Je ne m'attendais pas à un texte si profond sur un argument si futile. Dans votre sagesse, vous avez complètement raison sur les paragraphes 1,2,3 et 5, quoiqu'il faudrait être simplet pour ne pas l'admettre.

Pour ce qui concerne le quatrième, vous vous êtes mis le doigt dans l'Fil jusqu'au coude. J'ai quitté un ensemble de nations justement pour cet argument et j'ai choisi de vivre dans une nation où, je pense, le respect de l'individu est moins brimé.

Au plaisir de nous rencontrer, mais, s.v.p., ne soyez pas pressé.
         
         

Méphistophélès

      Monsieur,

L'humain adore se compliquer l'existence afin de se donner l'illusion qu'il s'affaire à des tâches importantes alors que les vérités les plus surprenantes n'émergent pas de théories complexes, mais respirent l'essence de la simplicité.

Un doigt dans l'Fil, vous me dites? Je ne crois pas, cher monsieur, bien au contraire, l'adoration que portent vos semblables à ses pires tortionnaires est inscrite dans la bâtardise de vos gènes et cela s'est toujours vérifié au cours des siècles. Les humains en ont fait des papes, des empereurs, des rois, des conquistadors, des révolutionnaires, des libérateurs, des financiers et des PDG. Ils ont chanté leurs exploits, décoré leurs massacres, statufié leur gloire et momifié leur chair sacrée. Ils sont cités en exemples à vos enfants comme les bâtisseurs de votre civilisation avancée qui laisse mourir de misère les deux tiers de votre humanité.

Loin de moi de dénigrer votre terre d'accueil, mais un chien maltraité par son maître peut, sur un coup du hasard, effectivement en trouver un nouveau beaucoup plus avenant. Il sera peut-être mieux traité, il mangera à sa faim, ne sera plus battu ni enchaîné et se promènera quelquefois à la montagne ou se baignera dans la mer en toute liberté, mais il n'en demeure pas moins qu'il restera tout de même un chien, esclave de son maître ayant sur lui droit de vie et de mort.

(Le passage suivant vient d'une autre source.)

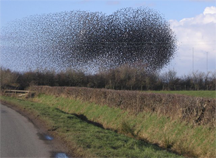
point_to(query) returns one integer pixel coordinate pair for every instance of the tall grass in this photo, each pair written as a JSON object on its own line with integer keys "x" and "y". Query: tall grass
{"x": 90, "y": 141}
{"x": 176, "y": 135}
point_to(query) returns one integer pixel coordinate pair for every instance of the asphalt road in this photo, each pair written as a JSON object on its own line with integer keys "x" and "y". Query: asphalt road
{"x": 18, "y": 137}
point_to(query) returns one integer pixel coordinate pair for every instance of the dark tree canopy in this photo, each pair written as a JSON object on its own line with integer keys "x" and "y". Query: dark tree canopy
{"x": 80, "y": 39}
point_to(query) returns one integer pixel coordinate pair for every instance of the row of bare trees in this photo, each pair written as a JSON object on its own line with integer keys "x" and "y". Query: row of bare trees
{"x": 121, "y": 78}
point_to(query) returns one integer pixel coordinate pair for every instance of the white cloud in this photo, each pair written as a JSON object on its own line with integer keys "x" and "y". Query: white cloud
{"x": 113, "y": 2}
{"x": 196, "y": 35}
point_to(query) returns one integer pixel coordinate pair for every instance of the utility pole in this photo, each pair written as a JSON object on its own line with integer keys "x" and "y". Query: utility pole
{"x": 207, "y": 62}
{"x": 193, "y": 59}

Sortez des sentiers battus, affirmez-vous contre ceux qui vous entretiennent, mordez la main qui vous nourrit et, d'une manière ou d'une autre, ils s'arrangeront pour vous abattre tel un chien enragé.

Le temps n'a pour moi aucune espèce d'importance, alors vivez tout votre saoul et nous nous rencontrerons lorsque le vôtre sera venu.